Erneut sind Schweizer Banker ins Visier der US-Justiz geraten. Die Staatsanwaltschaft in Manhattan erhob Anklage gegen drei ehemalige Kundenberater einer Schweizer Bank, wie das US-Justizministerium bekannt gab.

Die Angeklagten sollen US-Kunden geholfen haben, mehr als 420 Millionen Dollar vor den Steuerbehörden zu verstecken. Den Namen der Bank, für die sie gearbeitet hatten, gaben die US-Behörden nicht bekannt. Gemäss dem Finanznachrichtenportal «finews.ch» handle es sich aber um Mitarbeiter der Zürcher Kantonalbank.

«Alle drei Angeklagten arbeiteteten oder arbeiten jedenfalls für das Staatsinstitut», heisst es in dem Bericht.

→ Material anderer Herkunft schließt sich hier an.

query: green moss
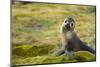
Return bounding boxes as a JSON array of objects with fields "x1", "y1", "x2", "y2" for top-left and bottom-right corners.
[{"x1": 74, "y1": 51, "x2": 95, "y2": 61}]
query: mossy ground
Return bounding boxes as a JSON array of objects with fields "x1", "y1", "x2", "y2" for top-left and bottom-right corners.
[{"x1": 12, "y1": 3, "x2": 95, "y2": 65}]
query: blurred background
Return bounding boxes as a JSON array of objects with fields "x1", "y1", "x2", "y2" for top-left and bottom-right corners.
[{"x1": 11, "y1": 1, "x2": 96, "y2": 64}]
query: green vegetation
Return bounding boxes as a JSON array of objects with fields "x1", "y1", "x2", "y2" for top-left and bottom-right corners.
[{"x1": 12, "y1": 3, "x2": 95, "y2": 65}]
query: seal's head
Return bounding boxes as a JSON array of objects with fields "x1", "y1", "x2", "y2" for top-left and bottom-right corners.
[{"x1": 63, "y1": 17, "x2": 75, "y2": 30}]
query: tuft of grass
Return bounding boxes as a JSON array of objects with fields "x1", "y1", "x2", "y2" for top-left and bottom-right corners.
[
  {"x1": 13, "y1": 51, "x2": 95, "y2": 65},
  {"x1": 74, "y1": 51, "x2": 96, "y2": 62}
]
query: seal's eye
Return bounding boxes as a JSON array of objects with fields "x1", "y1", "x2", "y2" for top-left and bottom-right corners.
[{"x1": 65, "y1": 20, "x2": 67, "y2": 23}]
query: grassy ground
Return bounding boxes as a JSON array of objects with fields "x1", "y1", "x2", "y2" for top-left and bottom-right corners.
[{"x1": 12, "y1": 3, "x2": 95, "y2": 64}]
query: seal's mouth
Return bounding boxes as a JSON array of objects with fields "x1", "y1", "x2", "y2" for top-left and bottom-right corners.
[{"x1": 65, "y1": 24, "x2": 71, "y2": 29}]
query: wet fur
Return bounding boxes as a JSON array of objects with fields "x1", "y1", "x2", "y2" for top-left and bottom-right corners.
[{"x1": 55, "y1": 18, "x2": 95, "y2": 57}]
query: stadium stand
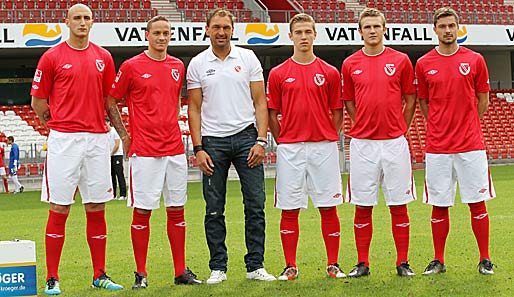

Einer sei seit 1992 im Kader und heute noch Mitglied der Direktion, ein anderer seit Oktober 2008 im Kader der ZKB und heute Teamleiter externe Vermögensberater - und der dritte Betroffene sei bis Oktober 2010 in der ZKB tätig gewesen. «Heute arbeitet er beim Vermögensverwalter Swiss-American Advisors in Zürich», so «Finews».

Keine Verhaftungen

Keiner der drei sei verhaftet worden. Sie hätten Codenamen wie «Raincity» und «Kakeycat» benutzt, um im Namen ihrer Kunden Konten in der Schweiz zu eröffnen, hiess es weiter. Ihnen drohen maximal fünf Jahre Haft und eine Busse von bis zu 250'000 Dollar.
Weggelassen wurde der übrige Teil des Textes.